Atriz Veggari abre o jogo sobre maternidade e se une a Angelique Boyer em decisão de não ter filhos
A artista hispano-brasileira reflete sobre a responsabilidade da criação e foca em sua evolução profissional
No cenário da dramaturgia contemporânea, onde as escolhas pessoais das mulheres são frequentemente alvo de escrutínio público, a atriz hispano-brasileira Veggari decidiu romper o silêncio e compartilhar sua visão sobre um tema ainda considerado tabu: a maternidade. Aos 29 anos, a artista revelou que, embora nutra uma profunda admiração pela jornada das mães, não pretende ter filhos neste momento de sua vida. A declaração repercutiu imediatamente, posicionando Veggari ao lado de ícones da teledramaturgia latina, como Angelique Boyer e Daniela Luján, que também utilizam sua influência para normalizar a escolha de mulheres que optam por não seguir o roteiro tradicional da procriação.
A Conexão com Ícones da Dramaturgia Latina
A fala de Veggari não é isolada, mas faz parte de um movimento crescente entre atrizes de destaque que buscam desmistificar a pressão social sobre o relógio biológico. Ao citar, ainda que indiretamente, o posicionamento de estrelas como Angelique Boyer — que já afirmou publicamente não sentir a necessidade de ser mãe para se sentir realizada — Veggari valida uma narrativa de autonomia. Boyer e Daniela Luján tornaram-se referências em debates sobre o tema, mostrando que a realização feminina pode estar ancorada em múltiplos pilares, como o sucesso profissional, o autoconhecimento e a liberdade de escolha.

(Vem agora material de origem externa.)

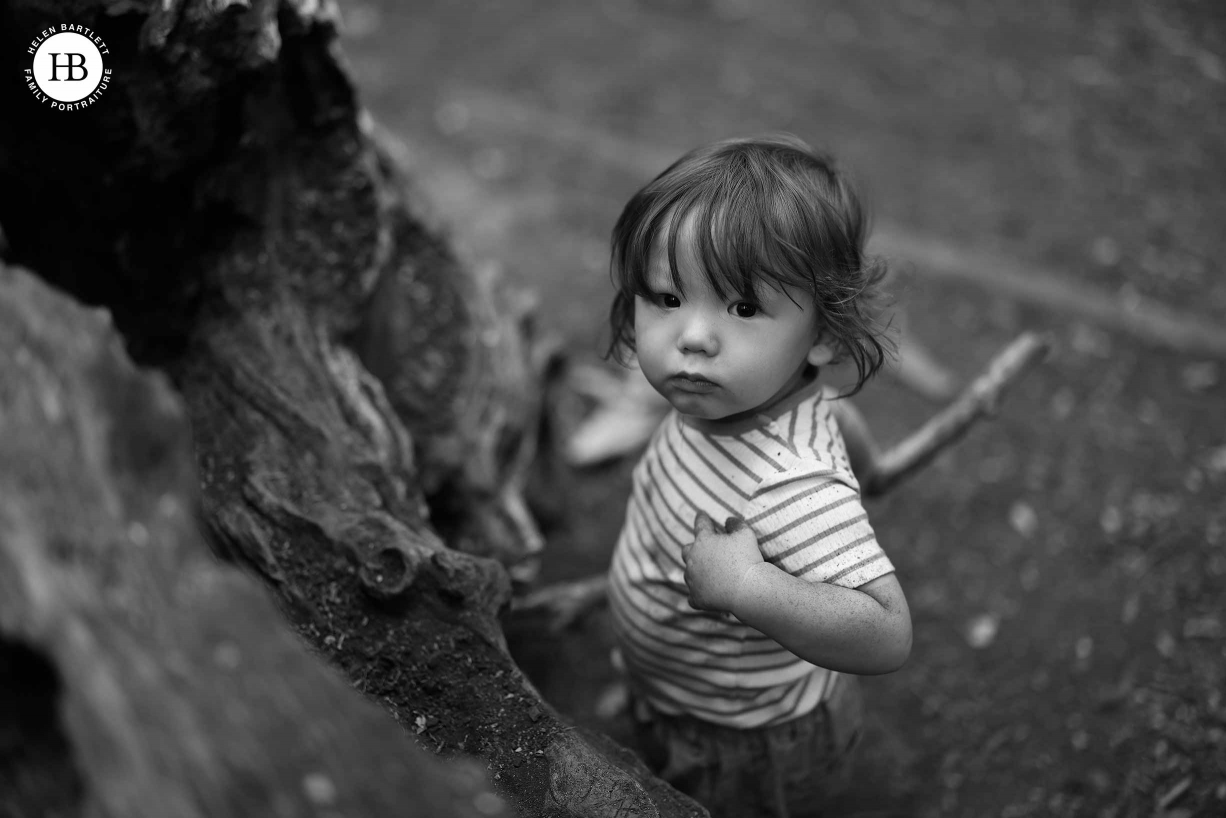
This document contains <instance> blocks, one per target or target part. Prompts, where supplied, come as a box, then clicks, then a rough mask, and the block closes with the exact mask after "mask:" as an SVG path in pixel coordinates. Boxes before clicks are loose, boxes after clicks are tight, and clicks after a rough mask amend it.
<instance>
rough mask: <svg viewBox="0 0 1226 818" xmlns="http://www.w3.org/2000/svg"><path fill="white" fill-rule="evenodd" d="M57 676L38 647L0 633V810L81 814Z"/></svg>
mask: <svg viewBox="0 0 1226 818" xmlns="http://www.w3.org/2000/svg"><path fill="white" fill-rule="evenodd" d="M63 688H64V686H63V683H61V682H60V675H59V673H58V672H56V670H55V667H54V666H53V665H51V662H50V661H49V660H48V659H47V656H44V655H43V654H42V652H40V651H38V650H34V649H33V648H31V646H29V645H27V644H25V643H22V641H16V640H10V639H7V638H5V636H0V793H4V798H2V805H0V812H2V813H4V814H6V816H48V817H53V818H67V817H74V816H81V814H82V813H83V805H82V798H83V795H85V782H83V781H82V779H81V774H80V771H78V770H77V766H76V762H75V759H74V758H72V747H71V744H69V741H67V737H66V736H65V735H64V730H63V727H61V725H60V714H59V700H60V695H61V693H63Z"/></svg>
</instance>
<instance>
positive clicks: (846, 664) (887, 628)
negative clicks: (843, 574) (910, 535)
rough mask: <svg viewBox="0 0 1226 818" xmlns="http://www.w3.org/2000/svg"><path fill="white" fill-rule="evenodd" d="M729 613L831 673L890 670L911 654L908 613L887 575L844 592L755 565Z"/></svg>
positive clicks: (779, 643) (885, 575) (896, 580)
mask: <svg viewBox="0 0 1226 818" xmlns="http://www.w3.org/2000/svg"><path fill="white" fill-rule="evenodd" d="M732 613H733V614H734V616H736V617H737V618H738V619H741V621H742V622H744V623H745V624H747V625H750V627H753V628H756V629H758V630H761V632H763V633H764V634H766V635H767V636H770V638H771V639H774V640H775V641H777V643H779V644H781V645H783V646H785V648H787V649H788V650H790V651H792V652H793V654H796V655H797V656H799V657H801V659H803V660H805V661H809V662H813V663H814V665H818V666H820V667H826V668H830V670H832V671H840V672H845V673H858V675H861V676H872V675H877V673H890V672H894V671H896V670H899V668H900V667H901V666H902V665H904V662H906V660H907V656H910V654H911V612H910V610H908V608H907V601H906V597H905V596H904V595H902V589H901V587H900V586H899V580H897V578H896V576H895V575H894V574H893V573H891V574H886V575H884V576H879V578H877V579H874V580H870V581H868V583H866V584H863V585H861V586H859V587H856V589H851V587H842V586H840V585H831V584H829V583H809V581H807V580H803V579H799V578H797V576H792V575H791V574H788V573H787V571H785V570H782V569H780V568H776V567H775V565H772V564H770V563H766V562H763V563H759V564H756V565H754V567H753V568H750V569H749V570H748V571H747V573H745V575H744V579H743V581H742V583H741V585H739V587H738V590H737V595H736V601H734V603H733V610H732Z"/></svg>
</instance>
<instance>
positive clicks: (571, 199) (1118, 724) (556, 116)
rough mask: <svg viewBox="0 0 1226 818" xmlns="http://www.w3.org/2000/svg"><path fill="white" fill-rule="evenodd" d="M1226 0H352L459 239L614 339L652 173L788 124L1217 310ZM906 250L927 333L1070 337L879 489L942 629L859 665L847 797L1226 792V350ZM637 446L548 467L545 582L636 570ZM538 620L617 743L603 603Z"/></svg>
mask: <svg viewBox="0 0 1226 818" xmlns="http://www.w3.org/2000/svg"><path fill="white" fill-rule="evenodd" d="M1224 9H1226V6H1221V5H1220V4H1214V2H1204V1H1201V2H1194V1H1192V0H1186V1H1182V2H1165V4H1151V2H1140V1H1139V0H1125V1H1124V2H1117V4H1107V2H1091V1H1081V2H1072V4H1069V2H1057V1H1056V0H1040V1H1037V2H1029V4H1005V2H970V1H969V0H967V1H953V0H940V1H937V0H908V1H902V0H897V1H895V2H888V4H853V2H850V1H839V2H828V4H821V5H820V6H819V5H817V4H808V2H801V1H799V0H797V1H794V2H774V1H770V2H769V1H760V2H748V1H739V0H712V1H706V0H658V1H656V2H635V1H634V0H604V1H602V2H590V4H575V2H549V1H544V0H541V1H525V2H494V1H482V0H451V1H450V2H441V1H440V2H428V1H424V0H423V1H421V2H413V4H398V2H394V1H392V0H379V1H378V2H347V4H343V6H342V10H343V13H345V18H346V23H347V33H346V36H345V48H346V52H347V54H348V58H349V60H351V63H352V65H353V69H354V72H356V76H357V78H358V82H359V87H360V90H362V92H363V94H364V98H365V101H367V103H368V104H369V107H370V108H371V110H373V112H374V114H375V117H376V118H378V119H379V120H380V121H381V123H383V124H384V125H386V126H389V128H390V129H391V130H394V131H396V132H398V134H400V135H402V136H403V137H405V139H406V140H407V141H408V143H409V145H411V146H412V150H413V156H414V157H416V159H414V161H416V163H417V173H418V177H419V179H421V180H422V184H423V188H424V189H425V193H427V194H429V196H430V197H432V199H434V200H435V202H436V204H438V210H439V211H440V213H441V216H443V217H444V218H445V220H446V221H449V222H450V223H451V224H452V226H454V232H455V234H456V238H457V239H459V240H460V242H461V244H463V245H465V247H466V248H467V249H468V253H470V254H471V255H472V256H473V258H476V259H493V260H498V261H499V262H500V264H503V265H504V266H505V267H506V270H508V272H509V275H510V276H511V277H512V278H514V280H516V281H519V282H521V283H522V285H524V286H526V287H528V288H531V289H532V291H533V292H535V293H536V294H537V296H538V298H539V300H541V320H542V324H543V325H544V326H546V327H547V329H549V330H550V331H553V332H555V334H558V335H559V336H562V337H563V338H564V340H565V341H566V345H568V347H569V348H570V350H571V351H573V352H574V354H575V356H576V357H579V358H587V359H596V357H597V354H598V352H600V351H601V346H600V345H601V341H602V337H603V336H602V325H603V320H604V313H606V309H607V300H608V297H609V291H608V283H607V276H606V272H604V271H606V264H607V262H606V242H607V235H608V231H609V228H611V227H612V224H613V221H614V218H615V217H617V213H618V211H619V208H620V205H622V204H623V202H624V200H625V197H626V196H628V195H629V194H630V193H633V190H634V189H635V188H638V186H639V185H640V184H642V183H644V182H645V180H646V179H647V178H649V177H650V175H652V174H653V173H655V172H657V170H658V169H661V168H662V167H663V164H664V163H666V162H668V161H671V159H672V158H674V157H676V156H677V155H679V153H680V152H682V151H683V150H687V148H689V147H691V146H695V145H698V143H701V142H705V141H710V140H712V139H718V137H725V136H731V135H743V134H753V132H759V131H765V130H790V131H792V132H796V134H798V135H801V136H802V137H804V139H807V140H809V141H812V142H815V143H820V145H824V146H826V147H829V148H831V150H832V151H834V152H835V153H836V155H837V156H840V157H841V158H842V161H843V163H845V164H846V166H847V167H850V168H851V169H852V170H853V172H855V173H856V175H857V177H858V178H861V179H862V180H863V183H864V186H866V189H867V191H868V194H869V196H870V199H872V201H873V204H874V206H875V211H877V213H878V217H879V220H878V221H879V226H880V228H881V233H883V234H885V235H900V234H901V235H921V237H924V239H926V240H932V242H937V243H938V244H939V245H940V247H945V248H948V249H949V251H950V253H954V254H956V253H960V251H973V253H976V254H982V255H983V256H984V258H987V259H993V258H996V259H1000V260H1008V261H1009V262H1021V264H1025V265H1030V266H1031V267H1034V269H1036V270H1040V271H1045V275H1047V276H1049V277H1051V278H1052V280H1057V281H1059V280H1063V281H1068V282H1073V283H1078V285H1085V286H1089V287H1092V288H1094V292H1096V293H1100V294H1101V299H1102V303H1103V304H1106V305H1107V307H1110V308H1111V309H1114V310H1121V312H1122V313H1128V310H1137V309H1139V305H1140V307H1144V305H1145V304H1149V303H1159V304H1165V305H1167V307H1170V308H1172V309H1176V310H1179V314H1183V315H1187V316H1188V319H1187V320H1188V321H1192V320H1199V321H1201V323H1206V324H1209V325H1214V324H1217V325H1221V324H1222V316H1224V315H1226V276H1224V275H1222V270H1221V264H1220V259H1221V258H1222V256H1224V255H1226V233H1224V232H1222V229H1221V224H1222V223H1226V193H1224V191H1222V185H1221V183H1222V180H1224V179H1226V119H1224V118H1221V117H1220V115H1217V114H1220V112H1221V110H1224V109H1226V11H1224ZM890 247H891V255H893V256H894V258H893V261H894V262H895V265H896V266H897V267H899V269H900V270H901V271H902V273H904V275H902V280H901V285H900V287H899V291H897V296H899V300H900V303H901V304H902V305H904V307H905V309H906V312H907V315H908V320H910V325H911V329H912V331H913V334H915V336H916V337H917V338H918V340H920V341H921V342H922V343H923V345H924V346H927V347H928V348H929V350H931V351H932V352H933V353H934V354H935V356H937V357H938V358H939V359H940V361H942V362H943V363H944V364H945V365H948V367H949V368H950V369H953V370H954V372H955V373H956V374H958V375H959V377H961V378H969V377H971V375H972V374H973V373H975V372H976V370H977V368H978V367H980V365H982V364H983V363H984V362H986V361H987V359H988V358H989V357H991V354H992V353H993V352H994V351H996V350H997V348H999V347H1000V346H1003V345H1004V343H1005V342H1007V341H1008V340H1010V338H1011V337H1013V335H1014V334H1016V332H1018V331H1020V330H1022V329H1046V330H1048V331H1051V332H1052V334H1053V335H1054V337H1056V340H1057V350H1056V352H1054V354H1053V356H1052V358H1051V359H1049V362H1048V363H1047V364H1046V365H1045V367H1043V368H1041V369H1040V370H1038V372H1037V373H1035V374H1032V375H1031V377H1030V378H1029V379H1027V380H1026V381H1025V383H1024V384H1021V386H1020V388H1019V389H1018V390H1016V391H1015V392H1014V394H1011V396H1010V400H1009V401H1008V405H1007V406H1005V408H1004V411H1003V413H1002V416H1000V418H999V419H998V421H997V422H996V423H993V424H991V426H987V427H983V428H980V429H976V430H975V432H973V433H972V434H971V435H970V438H969V439H967V440H965V441H964V443H961V444H960V445H959V446H958V448H956V449H955V450H953V451H950V453H949V454H948V455H945V456H944V457H942V459H940V460H939V461H938V462H937V464H935V465H934V466H933V467H931V468H929V471H927V472H926V473H924V475H923V476H922V477H921V478H920V480H915V481H912V482H910V483H907V484H905V486H902V487H901V488H899V489H896V492H895V493H894V494H893V495H890V497H889V498H886V499H885V500H883V502H878V503H875V504H874V505H872V506H870V509H869V511H870V514H872V515H873V519H874V524H875V526H877V527H878V531H879V535H880V538H881V542H883V543H884V545H885V547H886V548H888V549H889V552H890V556H891V558H893V559H894V562H895V564H896V565H897V568H899V574H900V579H901V581H902V585H904V587H905V589H906V590H907V594H908V598H910V602H911V606H912V612H913V617H915V624H916V646H915V651H913V655H912V659H911V661H910V663H908V665H907V666H906V667H905V668H904V670H902V671H900V672H897V673H895V675H891V676H888V677H879V678H869V679H866V690H867V697H868V704H869V708H870V711H872V722H870V736H869V741H868V742H867V744H866V748H864V751H866V752H864V754H863V757H862V759H861V764H859V770H858V773H859V774H858V778H857V785H856V789H855V791H853V792H851V793H848V796H847V797H846V798H845V802H843V805H842V806H843V807H845V811H846V813H847V814H862V816H868V814H874V816H886V814H900V816H901V814H916V816H938V814H939V816H1003V817H1011V818H1020V817H1021V816H1114V817H1119V818H1123V817H1127V816H1150V814H1162V816H1170V817H1172V818H1175V817H1177V816H1184V817H1187V816H1217V814H1226V703H1224V700H1222V699H1224V695H1222V692H1224V688H1226V621H1224V618H1226V613H1224V602H1226V549H1224V543H1226V503H1224V502H1222V497H1224V494H1226V422H1224V417H1226V372H1222V368H1224V365H1226V362H1222V361H1219V359H1216V358H1215V357H1214V356H1211V354H1209V353H1208V352H1195V351H1193V352H1188V351H1183V352H1179V351H1173V350H1165V348H1160V347H1159V346H1155V345H1152V343H1151V342H1148V341H1144V340H1141V338H1139V337H1137V336H1134V335H1129V334H1127V332H1122V331H1118V330H1113V329H1107V327H1105V326H1103V325H1101V324H1096V323H1094V321H1091V320H1090V319H1086V318H1078V316H1076V315H1075V314H1070V313H1069V312H1068V310H1063V309H1059V308H1058V304H1053V303H1052V302H1049V300H1048V302H1047V303H1040V302H1034V300H1021V299H1019V298H1018V297H1016V296H1010V294H1007V293H1003V292H1000V291H999V289H996V288H993V287H992V286H991V285H984V286H982V287H981V286H975V285H971V283H965V282H961V283H959V282H953V281H949V280H945V278H942V277H939V276H932V275H928V272H932V271H926V270H924V269H923V267H922V266H920V265H911V264H908V258H907V254H906V243H905V242H902V243H901V244H900V243H897V242H894V243H891V244H890ZM912 267H913V269H912ZM984 277H986V278H988V277H989V276H984ZM859 403H861V406H862V408H863V410H864V411H866V413H867V415H868V416H869V418H870V421H872V422H873V423H874V427H875V429H877V432H878V434H879V437H881V438H883V439H884V440H893V439H897V438H899V437H901V435H902V434H904V433H905V432H906V430H907V429H910V428H913V427H915V426H917V424H918V423H921V422H922V421H923V419H924V418H926V417H927V416H928V415H929V413H931V412H932V411H933V408H934V407H933V406H932V405H929V403H927V402H924V401H923V400H921V399H920V397H917V396H915V395H913V394H911V392H908V391H907V390H905V389H904V388H901V386H900V385H899V384H897V381H895V380H894V379H891V378H889V377H884V378H881V379H879V381H878V383H877V384H875V385H873V386H872V388H869V389H868V390H867V391H866V392H864V394H863V396H862V400H859ZM628 473H629V465H628V464H618V465H613V466H609V467H606V468H601V470H596V471H591V472H584V473H575V475H564V476H563V478H562V480H559V478H558V476H557V475H555V476H554V480H553V481H552V482H550V483H549V489H548V491H547V492H546V491H541V492H538V500H539V502H538V509H539V511H541V514H542V519H543V521H544V524H546V526H547V529H548V530H547V535H548V538H549V552H548V557H547V563H546V569H544V579H547V580H548V579H562V578H570V576H581V575H585V574H590V573H592V571H598V570H602V569H603V568H604V567H606V565H607V562H608V556H609V551H611V548H612V545H613V540H614V537H615V535H617V530H618V526H619V524H620V518H622V513H623V502H624V498H625V493H626V491H628ZM511 635H512V641H514V646H515V650H516V654H517V656H519V659H520V661H521V662H522V665H524V666H525V668H526V670H528V672H530V673H531V675H532V676H533V678H535V681H536V682H537V683H538V684H539V686H541V688H542V690H543V692H544V694H546V697H547V698H548V699H549V700H550V701H553V703H554V704H555V705H557V706H558V708H559V709H560V710H563V711H564V713H566V714H570V715H571V716H573V717H574V719H575V720H576V721H579V722H580V724H582V725H586V726H592V727H597V728H600V730H603V731H606V732H609V733H611V735H613V736H623V737H624V735H625V726H624V725H623V724H620V722H618V721H617V720H612V721H608V720H602V719H601V717H600V716H598V715H597V713H596V703H597V700H598V698H600V694H601V693H602V690H604V689H606V687H607V686H608V684H609V683H611V682H612V681H613V678H614V675H613V671H612V668H611V667H609V665H608V646H609V635H608V628H607V622H606V621H604V618H603V616H602V614H598V616H595V617H592V618H591V619H588V621H587V622H586V623H585V624H584V625H582V627H581V628H579V629H575V630H573V632H570V633H566V634H563V635H560V636H549V635H547V634H544V633H542V632H541V630H539V628H536V627H533V625H532V624H531V623H519V624H514V623H512V625H511ZM389 683H391V682H390V681H389ZM371 687H373V688H378V684H371Z"/></svg>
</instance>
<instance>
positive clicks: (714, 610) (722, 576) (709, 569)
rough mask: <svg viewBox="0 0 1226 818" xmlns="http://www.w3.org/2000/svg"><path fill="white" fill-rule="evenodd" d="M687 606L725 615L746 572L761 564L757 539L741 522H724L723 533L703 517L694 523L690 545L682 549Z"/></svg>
mask: <svg viewBox="0 0 1226 818" xmlns="http://www.w3.org/2000/svg"><path fill="white" fill-rule="evenodd" d="M682 558H683V559H684V560H685V584H687V585H688V586H689V591H690V606H691V607H695V608H698V610H699V611H728V612H732V610H733V608H734V607H736V603H737V592H738V591H739V590H741V583H742V580H743V579H744V578H745V574H748V573H749V570H750V569H752V568H753V567H754V565H758V564H759V563H761V562H763V554H761V552H760V551H759V549H758V537H755V536H754V532H753V531H752V530H750V529H749V526H747V525H745V521H744V520H742V519H741V518H728V521H727V532H725V531H723V530H721V529H720V526H717V525H716V524H715V520H712V519H711V518H710V516H707V515H706V514H704V513H701V511H699V513H698V516H696V518H695V519H694V542H691V543H690V545H688V546H684V547H683V548H682Z"/></svg>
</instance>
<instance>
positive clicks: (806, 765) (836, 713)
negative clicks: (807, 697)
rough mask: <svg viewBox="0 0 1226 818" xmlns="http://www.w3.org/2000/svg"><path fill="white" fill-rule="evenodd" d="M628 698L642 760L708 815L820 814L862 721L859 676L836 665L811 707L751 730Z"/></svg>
mask: <svg viewBox="0 0 1226 818" xmlns="http://www.w3.org/2000/svg"><path fill="white" fill-rule="evenodd" d="M634 704H635V705H636V706H635V708H634V709H633V710H634V711H635V725H636V733H638V740H639V744H640V751H641V752H642V753H644V755H645V759H646V762H647V764H649V766H651V768H652V769H653V770H656V773H657V775H660V778H662V779H664V780H666V781H668V782H669V784H671V785H673V786H674V787H677V789H678V790H680V791H682V792H684V793H687V795H688V796H690V797H691V798H694V800H695V801H698V802H699V803H701V805H702V806H704V807H706V808H707V809H709V811H710V812H711V817H712V818H756V817H759V816H761V817H763V818H767V817H769V818H782V817H786V818H801V817H804V816H821V814H823V808H824V806H825V803H826V802H828V801H829V800H830V798H831V796H834V795H837V793H839V792H840V791H841V790H842V789H845V787H846V785H847V782H848V779H850V776H851V760H852V755H853V751H855V749H856V747H857V746H858V743H859V736H861V728H862V725H863V705H862V701H861V694H859V682H858V679H857V677H855V676H845V675H842V673H839V675H836V677H835V682H834V689H832V690H831V693H830V695H829V697H828V698H826V700H825V701H823V703H821V704H820V705H818V706H817V709H814V710H813V711H812V713H808V714H805V715H803V716H799V717H797V719H793V720H791V721H786V722H783V724H781V725H775V726H770V727H760V728H756V730H737V728H734V727H723V726H720V725H714V724H711V722H707V721H701V720H699V719H694V717H690V716H671V715H666V714H661V713H657V711H655V710H651V709H650V708H644V706H642V705H644V704H645V703H644V701H642V700H641V699H639V700H635V703H634Z"/></svg>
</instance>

Para Veggari, a identificação com essas atrizes reside na coragem de sustentar uma posição pessoal diante das expectativas externas. Em um relacionamento discreto e vivendo uma fase de ascensão na carreira, ela frequentemente se vê confrontada com a pergunta “quando vem o bebê?”. Ao responder com clareza, ela não apenas protege sua privacidade, mas também contribui para que outras mulheres se sintam confortáveis com suas próprias decisões, independentemente de quais sejam.

O Peso da Responsabilidade e o Foco na Carreira
Um dos pontos mais sensíveis da declaração de Veggari foi o reconhecimento da carga que a maternidade impõe, especialmente em profissões de alta demanda. A atriz destacou que sua decisão está intrinsecamente ligada ao respeito que possui pela função materna. Segundo ela, criar um filho exige uma entrega que, no atual estágio de sua vida, está direcionada para o fortalecimento de sua trajetória artística e para sua estabilidade pessoal.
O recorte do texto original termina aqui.